Et si nos poubelles racontaient l’histoire ? C’est le pari de l’exposition « Ça en jette ! Quand l’archéologie s’intéresse à nos déchets », présentée depuis le 13 juin et jusqu’au 30 décembre au Musée départemental de préhistoire d’Île-de-France, à Nemours. Le temps d’un été et d’un automne, l’établissement invite le public à poser un regard neuf sur ce que les sociétés produisent, consomment, abandonnent… et parfois recyclent.
Loin d’être de simples rebuts, les déchets constituent en effet une source précieuse pour les chercheurs. Restes de repas, objets cassés, fragments de poterie ou contenus de fosses livrent une foule d’informations sur les modes de vie, l’alimentation et les habitudes de consommation des populations qui nous ont précédés. Ce que l’on jette en dit souvent plus long que ce que l’on conserve : c’est tout le paradoxe que l’exposition se propose d’explorer, des temps anciens à aujourd’hui.
Pour le démontrer, le musée puise dans des collections largement inédites, issues de grandes fouilles menées sur le territoire seine-et-marnais. Le visiteur y découvre notamment les vestiges de l’atelier monétaire de Châteaubleau, les contenus des latrines du château de Blandy-les-Tours, ou encore d’étonnantes caches d’or mises au jour dans les latrines du château de Fontainebleau. Autant de trouvailles qui rappellent que l’histoire se niche parfois dans les recoins les plus inattendus.

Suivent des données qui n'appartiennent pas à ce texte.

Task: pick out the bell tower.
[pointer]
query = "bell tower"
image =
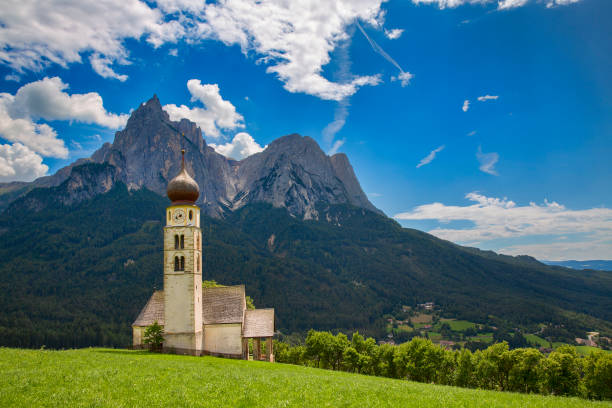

Concrètement, ces vestiges en disent long. Os, coquilles et restes alimentaires renseignent sur ce que l’on mangeait ; tessons et objets manufacturés révèlent les savoir-faire artisanaux et les circuits d’échange ; les rebuts accumulés dessinent, couche après couche, le portrait d’une époque. Là où le visiteur ne verrait que des détritus, l’archéologue lit une mine d’indices, patiemment datés, classés et interprétés pour faire parler des sociétés disparues.
Le propos résonne aussi avec les préoccupations contemporaines. En montrant que le tri, le réemploi et la réparation ne sont pas des inventions récentes, l’exposition souligne la longue histoire de la gestion des déchets et du recyclage. Nos ancêtres réparaient, réutilisaient et transformaient bien avant que ces gestes ne deviennent des enjeux écologiques majeurs. De quoi nourrir une réflexion sur notre propre rapport à la consommation et au gaspillage.
Au-delà de l’exposition temporaire, le musée conserve d’importantes collections permanentes consacrées à la préhistoire et à l’archéologie régionales, des premiers occupants du territoire jusqu’aux périodes plus récentes. Tout au long de l’année, visites guidées et ateliers viennent prolonger la découverte et permettre au public d’approcher de plus près le travail des archéologues, depuis la fouille jusqu’à l’étude en laboratoire.
Pensée pour tous les publics, l’exposition n’oublie pas les plus jeunes. Un espace spécialement aménagé pour les enfants leur permet de comprendre, de manière ludique, comment un déchet d’hier devient l’indice précieux qui aide les archéologues à reconstituer le passé. Une approche familiale qui fait du musée de Nemours une sortie idéale pour les vacances, à la croisée du jeu, de la science et de la découverte du patrimoine local.
Le lieu lui-même mérite le détour. Installé en lisière de la forêt de Nemours, dans un écrin de verdure et de rochers, le musée occupe un bâtiment signé de l’architecte Roland Simounet, considéré comme un bel exemple d’architecture moderne fondue dans son paysage. Lumière naturelle, volumes épurés et dialogue avec la nature environnante font de la visite une expérience à part entière, où le contenant répond au contenu. L’établissement, propriété du Département, figure parmi les références de la médiation archéologique en Île-de-France.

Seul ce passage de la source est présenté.